Art's hastatus are the best and his customer service ain't too shabby.


----------



## somewhatshocked (Aug 8, 2011)

Pretty sure we'll be going the C. habrosus route. Probably gonna order a handful of pygmaeus, though, for variety.


----------



## Bananariot (Feb 28, 2012)

I like the pygmaeus just cause they stay really small.....momma shrimp is bigger lol. They kinda dance if you hold music up to the tank it's really awesome. Also my blue rili population is booming so they don't really harm my shrimp.


----------



## NeonRob (May 1, 2008)

rrastro said:


> +1.
> Art's hastatus are the best and his customer service ain't too shabby.


I just received some hastatus from that person (Sweetlove48) selling them on aquabid a couple of weeks ago. The first name I got was Dulce, not Art, but whatever. It's still probably the same person. They arrived quickly and healthy. He kept calling them Hazzies. LOL! It was a good experience.

I own all 3 of the dwarf cory species and I can't make up my mind which one I like best. They all have their own great qualities.

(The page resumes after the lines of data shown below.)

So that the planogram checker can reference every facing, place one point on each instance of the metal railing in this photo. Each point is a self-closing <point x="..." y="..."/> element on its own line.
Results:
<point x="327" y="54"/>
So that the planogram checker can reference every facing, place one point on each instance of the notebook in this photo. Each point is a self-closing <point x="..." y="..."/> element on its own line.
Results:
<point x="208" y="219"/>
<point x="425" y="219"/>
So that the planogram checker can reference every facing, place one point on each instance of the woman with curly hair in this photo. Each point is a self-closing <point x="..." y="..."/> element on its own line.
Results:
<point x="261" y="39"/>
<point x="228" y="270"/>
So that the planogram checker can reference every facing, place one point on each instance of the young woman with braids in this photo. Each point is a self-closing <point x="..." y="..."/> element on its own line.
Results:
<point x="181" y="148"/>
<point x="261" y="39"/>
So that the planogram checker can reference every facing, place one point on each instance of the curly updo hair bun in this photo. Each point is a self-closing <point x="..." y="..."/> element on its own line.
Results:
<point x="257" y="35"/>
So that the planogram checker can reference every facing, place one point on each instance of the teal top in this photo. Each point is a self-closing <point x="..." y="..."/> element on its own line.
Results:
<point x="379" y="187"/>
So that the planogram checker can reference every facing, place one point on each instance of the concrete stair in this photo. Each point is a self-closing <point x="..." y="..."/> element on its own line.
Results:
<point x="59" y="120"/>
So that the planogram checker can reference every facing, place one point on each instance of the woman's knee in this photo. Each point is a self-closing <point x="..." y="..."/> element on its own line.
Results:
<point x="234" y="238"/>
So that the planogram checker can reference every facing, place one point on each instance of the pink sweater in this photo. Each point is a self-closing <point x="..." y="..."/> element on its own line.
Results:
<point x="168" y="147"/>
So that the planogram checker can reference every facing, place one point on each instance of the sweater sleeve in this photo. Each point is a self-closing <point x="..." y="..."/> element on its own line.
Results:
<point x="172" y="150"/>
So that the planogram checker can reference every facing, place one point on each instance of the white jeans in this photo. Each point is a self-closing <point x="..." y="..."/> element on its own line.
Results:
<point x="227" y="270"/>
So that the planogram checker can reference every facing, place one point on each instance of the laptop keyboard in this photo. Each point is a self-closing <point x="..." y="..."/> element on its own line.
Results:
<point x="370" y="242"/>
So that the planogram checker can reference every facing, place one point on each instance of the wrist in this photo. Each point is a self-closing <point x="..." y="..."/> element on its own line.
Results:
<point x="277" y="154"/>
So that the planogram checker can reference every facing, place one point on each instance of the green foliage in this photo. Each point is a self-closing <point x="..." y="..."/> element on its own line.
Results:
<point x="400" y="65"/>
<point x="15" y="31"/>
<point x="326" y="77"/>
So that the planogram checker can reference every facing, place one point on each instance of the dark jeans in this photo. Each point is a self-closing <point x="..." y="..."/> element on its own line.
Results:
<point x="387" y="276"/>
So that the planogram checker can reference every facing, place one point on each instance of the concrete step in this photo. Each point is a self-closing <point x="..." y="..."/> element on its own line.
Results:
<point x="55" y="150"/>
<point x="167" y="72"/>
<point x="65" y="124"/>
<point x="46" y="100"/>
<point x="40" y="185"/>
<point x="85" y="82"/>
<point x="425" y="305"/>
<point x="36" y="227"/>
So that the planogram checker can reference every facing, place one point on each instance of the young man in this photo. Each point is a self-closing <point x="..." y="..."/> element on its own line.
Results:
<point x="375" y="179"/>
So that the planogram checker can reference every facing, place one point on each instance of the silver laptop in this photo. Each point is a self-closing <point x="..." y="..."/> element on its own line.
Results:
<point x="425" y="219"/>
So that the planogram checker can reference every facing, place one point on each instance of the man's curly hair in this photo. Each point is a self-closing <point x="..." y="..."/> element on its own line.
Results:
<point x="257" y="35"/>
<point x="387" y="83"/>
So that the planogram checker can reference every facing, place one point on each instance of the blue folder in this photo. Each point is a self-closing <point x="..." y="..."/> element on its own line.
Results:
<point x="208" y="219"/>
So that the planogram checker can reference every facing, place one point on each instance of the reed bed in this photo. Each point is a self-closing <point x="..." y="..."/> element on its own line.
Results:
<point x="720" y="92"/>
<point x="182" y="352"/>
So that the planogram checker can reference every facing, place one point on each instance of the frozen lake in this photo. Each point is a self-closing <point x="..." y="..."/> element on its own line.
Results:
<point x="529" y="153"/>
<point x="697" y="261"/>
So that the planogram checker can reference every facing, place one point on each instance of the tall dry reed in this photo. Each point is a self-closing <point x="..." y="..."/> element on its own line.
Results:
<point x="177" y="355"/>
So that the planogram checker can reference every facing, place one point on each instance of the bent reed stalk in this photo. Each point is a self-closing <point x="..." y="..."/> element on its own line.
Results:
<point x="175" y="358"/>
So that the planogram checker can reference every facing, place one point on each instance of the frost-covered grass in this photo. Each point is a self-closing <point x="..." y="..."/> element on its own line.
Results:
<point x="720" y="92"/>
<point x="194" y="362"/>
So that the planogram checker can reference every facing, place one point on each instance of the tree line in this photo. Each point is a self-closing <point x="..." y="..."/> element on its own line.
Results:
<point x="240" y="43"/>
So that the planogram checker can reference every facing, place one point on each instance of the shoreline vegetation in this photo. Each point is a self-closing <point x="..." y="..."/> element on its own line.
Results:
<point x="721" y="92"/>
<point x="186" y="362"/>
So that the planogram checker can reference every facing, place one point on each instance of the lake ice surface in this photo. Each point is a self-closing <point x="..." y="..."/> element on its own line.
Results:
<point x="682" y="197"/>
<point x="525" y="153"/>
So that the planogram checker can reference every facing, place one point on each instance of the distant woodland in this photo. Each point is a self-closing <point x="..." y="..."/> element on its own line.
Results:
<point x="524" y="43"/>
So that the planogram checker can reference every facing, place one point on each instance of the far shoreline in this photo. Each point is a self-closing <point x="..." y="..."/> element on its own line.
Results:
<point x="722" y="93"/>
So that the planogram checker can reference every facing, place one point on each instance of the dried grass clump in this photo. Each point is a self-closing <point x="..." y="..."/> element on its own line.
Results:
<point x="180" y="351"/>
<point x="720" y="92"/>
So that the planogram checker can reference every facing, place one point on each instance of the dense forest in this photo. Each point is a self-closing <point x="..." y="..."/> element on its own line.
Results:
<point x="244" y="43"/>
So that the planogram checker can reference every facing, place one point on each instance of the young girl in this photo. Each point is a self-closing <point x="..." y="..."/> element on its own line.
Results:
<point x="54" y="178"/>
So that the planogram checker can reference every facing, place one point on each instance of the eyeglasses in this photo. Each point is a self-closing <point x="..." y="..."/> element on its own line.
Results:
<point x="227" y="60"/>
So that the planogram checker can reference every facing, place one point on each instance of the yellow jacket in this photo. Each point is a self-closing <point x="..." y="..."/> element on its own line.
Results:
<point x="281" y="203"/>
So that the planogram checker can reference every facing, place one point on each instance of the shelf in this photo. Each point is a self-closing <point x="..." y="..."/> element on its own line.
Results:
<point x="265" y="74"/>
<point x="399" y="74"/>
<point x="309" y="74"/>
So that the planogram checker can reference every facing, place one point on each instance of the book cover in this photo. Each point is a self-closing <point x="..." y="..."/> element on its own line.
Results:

Here's my young group of pygmies.

http://www.youtube.com/watch?v=IkWxVJ2JeBI&feature=plcp


----------



## acitydweller (Dec 28, 2011)

i'm looking for hastatus personally. thanks for the reference.


----------



## Aquatic Delight (Mar 2, 2012)

i just got the Pygmies for the first time. i put 5 in my 20l gudgeon/rcs breeder. i loved them so much i bought 5 more for my super tiger tank. in the process of dumping out the LFS water out of the bag 4 went down the drain :-( (i've never felt so bad in my life). so i took one from my 20L so that my survivor wouldn't be alone, and now i never the 4 in my 20l


----------



## Aquatic Delight (Mar 2, 2012)

i think the moral of the story is that pygmies are sensitive


----------



## acitydweller (Dec 28, 2011)

OMG... someone else in NY also had the same thing happen with one cory going down the drain during a pour... DOH! 

moral of the story, be extra careful with extra small things


----------